Hitler prenait comme sujet de sa religion la race. Au nom de la divinisation de cette incarnation absolue de la force de vie (pour lui) il fallait réguler la race en tuant les éléments qui la rendaient impures. Le peuple, le Volk, est divinisé dans la religion d'Hitler.
"Dans la perspective d'Hitler, l'existence d'un individu n'a de sens que parce que cet individu incarne, au présent, la "vie éternelle" du Volk. L'individu n'est qu'un maillon dans la chaîne humaine qui va des "ancêtres" à l'"avenir"." (p.73)
Arnaud de la Croix note que la religion nazie s'inscrit dans une époque où l'État se voit investi d'une mission divine contre le chaos généralisé, dans une époque où l'État devient totalitaire.
Une mission rédemptrice est à présent assignée à une communauté particulière: le peuple allemand s'il faut en croire Hitler, le prolétariat s'il faut en croire Marx.
Quant à Satan, l'Ennemi du genre humain, il prend ici la figure du Juif, et là celle de la bourgeoisie capitaliste.
Le mythe nouveau, celui de la rédemption des masses, prend chez Alfred Rosenberg [le mentor de Hitler] la forme d'une "vérité organique": "est tenu pour vrai ce qui favorise l'existence de la communauté nationale intramondaine, clôturée organiquement". "Intramondaine" renvoie à l'immanence: il n'y a plus d'autre réalité, plus de "ciel" surplombant le monde. Et "clôturée organiquement" renvoie au racisme, qui sépare le peuple dit aryen des autres peuples. (p.111)
Cette religion connaît ses rites grandioses (y compris ceux qui commémorent le désastreux putsch de la brasserie de Munich) où on célèbre le sang, vecteur de la vie, de la race dans la religion nazie, par le biais du drapeau de sang (Bluthfane). La religion nazie prétend verser le sang des juifs pour la rédemption du sang allemand (les Juifs sont censés menacer l'humanité dans cette religion, pour délirant que cela paraisse).
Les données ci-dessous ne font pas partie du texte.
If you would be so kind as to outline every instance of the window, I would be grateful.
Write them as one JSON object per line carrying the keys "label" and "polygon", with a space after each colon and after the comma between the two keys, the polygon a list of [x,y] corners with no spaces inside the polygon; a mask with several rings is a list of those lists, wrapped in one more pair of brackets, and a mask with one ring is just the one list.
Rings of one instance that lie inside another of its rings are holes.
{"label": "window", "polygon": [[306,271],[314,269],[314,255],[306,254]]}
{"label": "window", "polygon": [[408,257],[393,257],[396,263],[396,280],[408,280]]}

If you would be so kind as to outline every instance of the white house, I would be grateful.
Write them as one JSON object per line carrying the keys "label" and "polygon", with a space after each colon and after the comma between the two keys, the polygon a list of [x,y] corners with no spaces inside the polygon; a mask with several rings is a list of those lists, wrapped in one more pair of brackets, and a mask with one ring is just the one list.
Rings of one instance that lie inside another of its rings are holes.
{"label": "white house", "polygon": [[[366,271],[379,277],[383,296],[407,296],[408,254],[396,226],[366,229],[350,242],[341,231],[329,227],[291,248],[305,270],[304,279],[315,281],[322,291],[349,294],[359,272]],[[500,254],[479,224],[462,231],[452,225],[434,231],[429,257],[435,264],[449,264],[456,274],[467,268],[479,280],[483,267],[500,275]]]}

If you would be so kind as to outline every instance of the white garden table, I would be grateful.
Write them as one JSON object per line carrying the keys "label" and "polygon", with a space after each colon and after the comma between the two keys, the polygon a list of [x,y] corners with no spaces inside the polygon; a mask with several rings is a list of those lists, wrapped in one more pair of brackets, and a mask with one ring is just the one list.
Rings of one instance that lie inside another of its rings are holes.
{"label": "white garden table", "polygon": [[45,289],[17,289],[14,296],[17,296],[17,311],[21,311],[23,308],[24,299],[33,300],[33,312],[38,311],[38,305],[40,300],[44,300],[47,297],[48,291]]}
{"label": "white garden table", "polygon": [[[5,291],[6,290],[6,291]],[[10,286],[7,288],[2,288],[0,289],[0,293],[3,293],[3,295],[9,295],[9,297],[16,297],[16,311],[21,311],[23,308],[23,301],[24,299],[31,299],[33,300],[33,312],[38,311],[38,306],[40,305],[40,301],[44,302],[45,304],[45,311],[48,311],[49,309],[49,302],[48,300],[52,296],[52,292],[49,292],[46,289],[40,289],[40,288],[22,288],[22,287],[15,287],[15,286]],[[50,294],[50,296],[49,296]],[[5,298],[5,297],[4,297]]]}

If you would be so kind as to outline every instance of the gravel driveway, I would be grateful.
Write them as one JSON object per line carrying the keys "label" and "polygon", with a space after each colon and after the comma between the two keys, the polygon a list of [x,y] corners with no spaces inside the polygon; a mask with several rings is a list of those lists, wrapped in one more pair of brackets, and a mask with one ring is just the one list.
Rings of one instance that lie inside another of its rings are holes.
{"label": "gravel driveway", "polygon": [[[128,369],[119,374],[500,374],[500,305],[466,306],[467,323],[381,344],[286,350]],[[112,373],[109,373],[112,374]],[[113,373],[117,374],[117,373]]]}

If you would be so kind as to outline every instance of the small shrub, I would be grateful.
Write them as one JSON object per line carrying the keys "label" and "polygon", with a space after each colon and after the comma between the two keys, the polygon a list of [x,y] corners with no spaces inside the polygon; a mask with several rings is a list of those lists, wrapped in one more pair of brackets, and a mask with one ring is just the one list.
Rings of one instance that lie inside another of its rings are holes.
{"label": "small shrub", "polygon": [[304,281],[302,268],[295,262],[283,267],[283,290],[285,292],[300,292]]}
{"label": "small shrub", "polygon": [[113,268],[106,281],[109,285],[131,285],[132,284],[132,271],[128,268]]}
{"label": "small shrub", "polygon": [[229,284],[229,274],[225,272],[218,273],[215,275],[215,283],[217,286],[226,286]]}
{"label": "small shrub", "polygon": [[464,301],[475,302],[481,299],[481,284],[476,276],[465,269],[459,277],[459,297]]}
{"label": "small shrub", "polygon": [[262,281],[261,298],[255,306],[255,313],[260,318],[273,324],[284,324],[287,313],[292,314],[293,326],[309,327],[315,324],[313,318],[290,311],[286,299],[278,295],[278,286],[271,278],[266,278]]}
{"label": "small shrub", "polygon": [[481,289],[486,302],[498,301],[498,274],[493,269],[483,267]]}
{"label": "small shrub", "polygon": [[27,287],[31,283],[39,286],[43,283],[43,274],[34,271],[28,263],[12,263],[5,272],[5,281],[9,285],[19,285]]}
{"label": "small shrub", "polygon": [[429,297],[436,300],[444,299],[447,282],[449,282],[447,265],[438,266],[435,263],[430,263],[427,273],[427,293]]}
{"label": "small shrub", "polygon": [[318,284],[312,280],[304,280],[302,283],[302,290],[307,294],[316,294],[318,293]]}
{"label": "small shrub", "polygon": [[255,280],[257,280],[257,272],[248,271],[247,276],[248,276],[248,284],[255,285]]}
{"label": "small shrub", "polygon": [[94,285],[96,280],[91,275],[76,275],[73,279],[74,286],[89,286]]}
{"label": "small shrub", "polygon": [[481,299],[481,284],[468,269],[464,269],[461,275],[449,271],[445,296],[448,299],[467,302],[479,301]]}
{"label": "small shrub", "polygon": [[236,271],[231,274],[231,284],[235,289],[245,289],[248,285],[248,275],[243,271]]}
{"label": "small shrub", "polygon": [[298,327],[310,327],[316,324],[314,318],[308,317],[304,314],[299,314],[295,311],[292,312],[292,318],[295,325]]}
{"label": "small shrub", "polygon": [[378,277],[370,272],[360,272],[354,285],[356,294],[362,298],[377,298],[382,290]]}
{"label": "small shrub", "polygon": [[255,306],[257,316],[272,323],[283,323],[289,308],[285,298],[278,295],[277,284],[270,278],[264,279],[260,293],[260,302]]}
La nature, par contre est sacralisée. Le Reich sert la nature éternelle et entend la protéger.
"Le peuple lui-même fait partie de la Nature. L'être humain est en effet conçu comme dominé par les lois éternelles qui règnent au sein de la Nature, c'est-à-dire essentiellement la loi du combat continuel de tous contre tous."
Ce combat continuel renvoie aux "lois" de l'économie qui prétendent que la concurrence de tous contre tous est un fait de nature.

Cette religion d'Hitler peut nous sembler aberrante, absurde ou monstrueuse. Pour autant, la religion de la productivité capitaliste, du producérisme est susceptible d'amener aux mêmes extrémités puisqu'elle opère selon le même schéma:
1. Le politique se dit "victime" des minorités qui menacent la race (Hitler) ou la compétitivité (producérisme).

2. Les discours stigmatisant les minorités se généralisent (stigmatisation des Juifs ou des communistes, notamment, chez Hitler et stigmatisation des "assistés sociaux" chez les producéristes). Les discours de haine se banalisent et se normalisent dans les médias et dans les bistrots, il se construit une langue spécifique - ici la Lingua Servitutum Officiorum.

3. Des mesures de restriction de liberté spécifiques sont prises contre les minorités stigmatisées. De tracasseries en mesures discriminatoires, leur vie privée et leur activité économique, en particulier, ne leur appartiennent plus. C'est là que nous en sommes pour ce qui est du producérisme en Europe et aux États-Unis mais les Nazis ont été beaucoup plus loin.

L'opération Aktion T4 à partir d'octobre 1939
"applique une "mort miséricordieuse" (Gnadentod, il s'agit bien du terme officiel utilisé dans la directive signée par Hitler) aux malades mentaux et aux handicapés physiques à travers toute l'Allemagne. Ceci, dans un but de "purification de la race"." (p.55)

4. Mise en place de camp de concentration dans lesquels les membres des minorités sont rassemblés et faits prisonniers. Ils souffrent du manque de nourriture et de mauvais traitements. En Hongrie, le service de travail obligatoire pour les chômeurs se dirige dans cette direction sans les priver de leur liberté jusqu'ici.

5. Mise en place de camp d'extermination où est mise en place la "solution finale", le massacre industriel systématique des minorités stigmatisées.